Settlement in West End increased after Thomas F. Lloyd of Chapel Hill built the Alberta Cotton Mill next to the railroad depot in 1898. Julian Shakespeare Carr bought this and other nearby buildings in 1909, adding them to the network of mills that became the Durham Hosiery Mills.
West End was incorporated in 1911 and renamed Venable in honor of chemistry professor and UNC president Francis Preston Venable. Just two years later, the town was renamed Carrboro after Carr began providing streets and electric power to the community and expanding the mill buildings. The original mill changed hands several times over the succeeding decades, closing in 1930.

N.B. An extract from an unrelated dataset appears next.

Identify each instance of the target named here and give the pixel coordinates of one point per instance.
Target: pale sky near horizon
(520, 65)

The Carrboro Board of Aldermen intended to have it demolished in 1975 until a community petition and fund-raising effort provided for its restoration as Carr Mill Mall. Today, this restored Mall is one of the most unique in the Triangle, offering shops, art galleries and artisan crafts in a fully renovated industrial style architectural Mill building.
The railroad depot in Carrboro also served the local lumber industry, and Carrboro became a major hub in the hardwood cross-tie market.
Some of the most distinctive architectural treasures of Carrboro are its approximately 150 mill houses constructed in the 1910s-30s. Twenty-eight of the remaining mill homes have been restored and coveted, since numerous ones have been razed. The homes were originally built by Lloyd and Carr for their workers and their families.
The relationship of Carrboro to Chapel Hill is similar to that of the East End to New York City. This distinctive community is home to visionaries, artists, writers and musicians, who collectively transform the spirit of the town into a hub for artistic creativity, cultural diversity and free thinking.